Les prostituées de la région reçoivent l'aide de du programme Prévention milieux, de l'organisme Sidaction, qui comporte un volet pour les femmes vulnérables.

Claudiane Ayotte et Chantal Lemire parcourent différents milieux de Trois-Rivières et Shawinigan pour faire la prévention des infections transmises sexuellement et par le sang (ITSS).

Le projet a été connu sous le nom de Catwoman. Les prostituées font partie de la clientèle cible du programme Prévention milieux. Les deux intervenantes visitent régulièrement les milieux où on retrouve des travailleuses du sexe et offrent du support et de l'information pour prévenir les ITSS.

« Nous faisons la prévention des ITSS envers les femmes vulnérables. Nous allons dans les milieux, comme les bars de danseuses, les agences d'escortes, les salons de massage et aussi dans les maisons privées. Nous allons rencontrer les travailleuses du sexe », mentionne Mme Ayotte.

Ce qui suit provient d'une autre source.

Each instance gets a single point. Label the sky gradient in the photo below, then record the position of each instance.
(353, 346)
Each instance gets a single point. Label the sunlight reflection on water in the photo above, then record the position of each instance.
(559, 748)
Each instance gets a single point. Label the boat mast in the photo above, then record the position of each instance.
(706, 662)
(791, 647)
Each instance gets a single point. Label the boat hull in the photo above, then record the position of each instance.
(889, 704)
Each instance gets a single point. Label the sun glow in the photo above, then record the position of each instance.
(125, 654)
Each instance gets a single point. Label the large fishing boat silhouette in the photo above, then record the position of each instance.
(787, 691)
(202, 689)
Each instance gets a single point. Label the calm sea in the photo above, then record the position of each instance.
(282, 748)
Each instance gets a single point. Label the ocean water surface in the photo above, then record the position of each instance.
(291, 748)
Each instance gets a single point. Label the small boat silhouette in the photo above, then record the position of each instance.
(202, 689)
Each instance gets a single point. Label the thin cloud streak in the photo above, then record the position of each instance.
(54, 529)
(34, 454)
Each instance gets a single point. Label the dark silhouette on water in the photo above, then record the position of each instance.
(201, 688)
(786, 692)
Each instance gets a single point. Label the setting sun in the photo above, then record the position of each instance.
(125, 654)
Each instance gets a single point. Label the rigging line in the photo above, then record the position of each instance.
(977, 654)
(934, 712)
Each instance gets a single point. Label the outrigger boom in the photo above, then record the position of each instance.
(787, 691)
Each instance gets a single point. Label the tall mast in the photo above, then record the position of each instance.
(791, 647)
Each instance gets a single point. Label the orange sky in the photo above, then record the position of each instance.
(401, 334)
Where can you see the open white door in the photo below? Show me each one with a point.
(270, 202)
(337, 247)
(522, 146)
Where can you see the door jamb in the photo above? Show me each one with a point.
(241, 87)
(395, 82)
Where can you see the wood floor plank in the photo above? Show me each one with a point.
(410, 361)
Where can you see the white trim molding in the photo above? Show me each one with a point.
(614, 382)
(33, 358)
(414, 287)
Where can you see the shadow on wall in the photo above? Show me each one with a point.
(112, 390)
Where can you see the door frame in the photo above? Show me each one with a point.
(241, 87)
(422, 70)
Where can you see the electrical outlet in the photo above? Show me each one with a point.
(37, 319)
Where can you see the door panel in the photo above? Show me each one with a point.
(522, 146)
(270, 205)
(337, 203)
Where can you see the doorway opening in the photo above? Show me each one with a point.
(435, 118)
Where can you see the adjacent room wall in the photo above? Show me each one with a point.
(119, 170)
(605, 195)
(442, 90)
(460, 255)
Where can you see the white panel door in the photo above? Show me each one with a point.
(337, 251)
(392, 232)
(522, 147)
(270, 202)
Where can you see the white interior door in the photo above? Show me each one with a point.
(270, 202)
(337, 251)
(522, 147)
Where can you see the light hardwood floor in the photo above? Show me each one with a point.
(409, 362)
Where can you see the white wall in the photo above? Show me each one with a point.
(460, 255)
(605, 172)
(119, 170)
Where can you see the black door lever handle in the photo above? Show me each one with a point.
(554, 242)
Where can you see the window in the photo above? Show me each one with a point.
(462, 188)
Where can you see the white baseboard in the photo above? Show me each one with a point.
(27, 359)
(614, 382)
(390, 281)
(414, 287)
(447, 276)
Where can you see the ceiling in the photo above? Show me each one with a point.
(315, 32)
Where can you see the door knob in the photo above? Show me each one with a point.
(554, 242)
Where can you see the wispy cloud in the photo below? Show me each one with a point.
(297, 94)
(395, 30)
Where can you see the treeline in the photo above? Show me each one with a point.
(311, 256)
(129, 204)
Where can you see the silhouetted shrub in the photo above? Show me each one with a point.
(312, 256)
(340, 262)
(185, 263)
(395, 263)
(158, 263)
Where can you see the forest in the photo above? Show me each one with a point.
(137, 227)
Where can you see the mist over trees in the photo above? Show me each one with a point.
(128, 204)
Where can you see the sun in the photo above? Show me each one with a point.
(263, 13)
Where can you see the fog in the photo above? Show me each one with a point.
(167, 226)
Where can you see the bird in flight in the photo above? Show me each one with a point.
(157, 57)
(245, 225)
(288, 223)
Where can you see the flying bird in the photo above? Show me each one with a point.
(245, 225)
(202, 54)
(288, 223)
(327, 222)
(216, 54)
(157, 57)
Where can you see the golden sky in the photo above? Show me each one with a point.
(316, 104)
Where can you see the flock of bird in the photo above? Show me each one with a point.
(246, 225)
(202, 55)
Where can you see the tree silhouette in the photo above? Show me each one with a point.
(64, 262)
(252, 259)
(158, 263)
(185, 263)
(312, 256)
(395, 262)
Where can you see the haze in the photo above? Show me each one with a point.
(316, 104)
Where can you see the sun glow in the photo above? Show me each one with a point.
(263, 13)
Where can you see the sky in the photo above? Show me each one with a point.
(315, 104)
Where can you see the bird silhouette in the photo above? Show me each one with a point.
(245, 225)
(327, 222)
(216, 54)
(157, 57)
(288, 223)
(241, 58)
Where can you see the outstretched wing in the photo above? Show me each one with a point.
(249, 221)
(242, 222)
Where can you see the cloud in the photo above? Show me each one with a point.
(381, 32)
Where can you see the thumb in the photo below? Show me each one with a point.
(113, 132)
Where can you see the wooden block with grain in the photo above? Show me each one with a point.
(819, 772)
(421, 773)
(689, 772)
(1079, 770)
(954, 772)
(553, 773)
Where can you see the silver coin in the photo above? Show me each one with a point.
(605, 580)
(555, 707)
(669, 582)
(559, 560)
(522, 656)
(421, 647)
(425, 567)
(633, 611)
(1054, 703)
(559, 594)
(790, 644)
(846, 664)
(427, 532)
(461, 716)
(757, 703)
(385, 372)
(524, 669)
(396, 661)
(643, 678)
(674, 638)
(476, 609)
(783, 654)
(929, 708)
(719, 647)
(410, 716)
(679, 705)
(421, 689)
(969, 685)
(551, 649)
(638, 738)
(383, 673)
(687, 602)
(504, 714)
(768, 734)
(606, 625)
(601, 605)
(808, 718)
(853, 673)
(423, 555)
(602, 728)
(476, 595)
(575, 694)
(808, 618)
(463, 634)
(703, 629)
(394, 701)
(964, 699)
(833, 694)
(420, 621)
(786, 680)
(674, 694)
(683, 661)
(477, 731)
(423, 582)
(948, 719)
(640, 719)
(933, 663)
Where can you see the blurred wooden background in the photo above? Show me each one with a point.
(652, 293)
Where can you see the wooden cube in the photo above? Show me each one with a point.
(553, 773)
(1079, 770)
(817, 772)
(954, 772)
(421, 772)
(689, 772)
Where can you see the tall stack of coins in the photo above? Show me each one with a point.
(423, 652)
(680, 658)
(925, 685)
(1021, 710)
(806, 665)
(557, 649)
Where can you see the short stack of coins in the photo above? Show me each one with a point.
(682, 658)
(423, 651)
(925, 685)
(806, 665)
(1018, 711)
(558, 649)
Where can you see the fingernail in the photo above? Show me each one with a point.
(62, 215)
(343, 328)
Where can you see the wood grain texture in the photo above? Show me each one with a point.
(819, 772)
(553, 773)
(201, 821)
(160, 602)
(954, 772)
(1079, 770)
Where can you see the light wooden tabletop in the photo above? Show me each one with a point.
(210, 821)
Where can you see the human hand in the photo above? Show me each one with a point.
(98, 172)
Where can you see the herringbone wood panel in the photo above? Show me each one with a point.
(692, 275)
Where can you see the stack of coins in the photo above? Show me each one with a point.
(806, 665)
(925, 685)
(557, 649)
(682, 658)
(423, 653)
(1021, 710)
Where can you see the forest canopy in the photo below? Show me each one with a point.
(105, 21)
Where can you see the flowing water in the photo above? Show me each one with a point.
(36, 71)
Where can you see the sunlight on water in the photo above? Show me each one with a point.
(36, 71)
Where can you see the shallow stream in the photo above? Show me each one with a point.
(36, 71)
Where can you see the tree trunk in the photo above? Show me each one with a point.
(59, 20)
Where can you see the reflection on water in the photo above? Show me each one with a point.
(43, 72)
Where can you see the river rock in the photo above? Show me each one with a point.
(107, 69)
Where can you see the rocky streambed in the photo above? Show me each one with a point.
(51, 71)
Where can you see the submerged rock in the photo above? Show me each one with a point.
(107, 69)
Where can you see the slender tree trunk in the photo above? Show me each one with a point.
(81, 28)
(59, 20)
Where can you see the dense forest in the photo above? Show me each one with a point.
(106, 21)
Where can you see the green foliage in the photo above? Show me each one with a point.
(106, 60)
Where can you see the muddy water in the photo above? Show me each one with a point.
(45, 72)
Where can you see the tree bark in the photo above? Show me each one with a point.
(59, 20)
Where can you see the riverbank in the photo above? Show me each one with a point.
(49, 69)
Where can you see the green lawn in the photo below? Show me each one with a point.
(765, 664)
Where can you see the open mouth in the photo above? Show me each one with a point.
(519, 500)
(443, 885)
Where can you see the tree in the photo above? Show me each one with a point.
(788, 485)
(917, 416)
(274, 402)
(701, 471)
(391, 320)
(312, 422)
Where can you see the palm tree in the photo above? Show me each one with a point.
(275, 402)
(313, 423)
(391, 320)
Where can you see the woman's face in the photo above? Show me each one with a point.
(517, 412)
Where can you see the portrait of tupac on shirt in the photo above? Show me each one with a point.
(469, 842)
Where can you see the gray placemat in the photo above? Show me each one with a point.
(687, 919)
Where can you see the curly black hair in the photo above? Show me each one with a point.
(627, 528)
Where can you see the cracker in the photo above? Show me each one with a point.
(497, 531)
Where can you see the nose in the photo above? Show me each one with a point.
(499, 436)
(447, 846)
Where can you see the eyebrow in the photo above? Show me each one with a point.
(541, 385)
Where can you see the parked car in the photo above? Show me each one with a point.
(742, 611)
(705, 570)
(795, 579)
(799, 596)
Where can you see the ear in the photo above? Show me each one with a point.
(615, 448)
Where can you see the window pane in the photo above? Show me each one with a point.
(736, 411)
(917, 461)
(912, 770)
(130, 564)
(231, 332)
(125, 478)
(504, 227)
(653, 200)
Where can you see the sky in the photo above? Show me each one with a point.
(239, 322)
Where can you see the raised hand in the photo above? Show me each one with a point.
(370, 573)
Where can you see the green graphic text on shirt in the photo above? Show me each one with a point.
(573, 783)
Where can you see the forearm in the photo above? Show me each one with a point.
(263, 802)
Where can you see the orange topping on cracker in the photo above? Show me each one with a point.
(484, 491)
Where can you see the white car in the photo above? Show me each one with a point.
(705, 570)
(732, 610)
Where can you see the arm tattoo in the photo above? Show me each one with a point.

Au fil des années, le rôle de prévention a changé. « On a de moins à moins à expliquer ce que c'est, les ITSS. Nous expliquons plutôt comment les prévenir, comment utiliser un condom», indique Chantal Lemire.

Le rôle des deux intervenantes est également d'aider les travailleuses du sexe à améliorer leur confiance en soi et à développer une bonne hygiène de vie. « Si elles veulent reprendre le contrôle sur leur vie, on va les aider dans leur travail et elles seront peut-être un peu moins portées à accepter certaines pratiques avec lesquelles elles sont moins à l'aise », indique M. Lemire.

Les intervenantes de Sidaction peuvent aussi accompagner les prostituées si elles souhaitent se sortir de ce milieu. « On a déjà référé quelqu'un au carrefour jeunesse emploi et elle est suivie là-bas. On en aide d'autres dans un déménagement parce qu'elles sont connues dans leur quartier et elles sont embêtées par certains clients », ajoute M. Lemire.

Les deux intervenantes ont établi un lien de confiance avec celles qu'elles côtoient. « Nous les respectons dans ce qu'elles font. Elles voient que nous sommes là pour elles et elles entendent parler du nous par d'autres filles du milieu qui nous connaissent », conclut Chantal Lemire.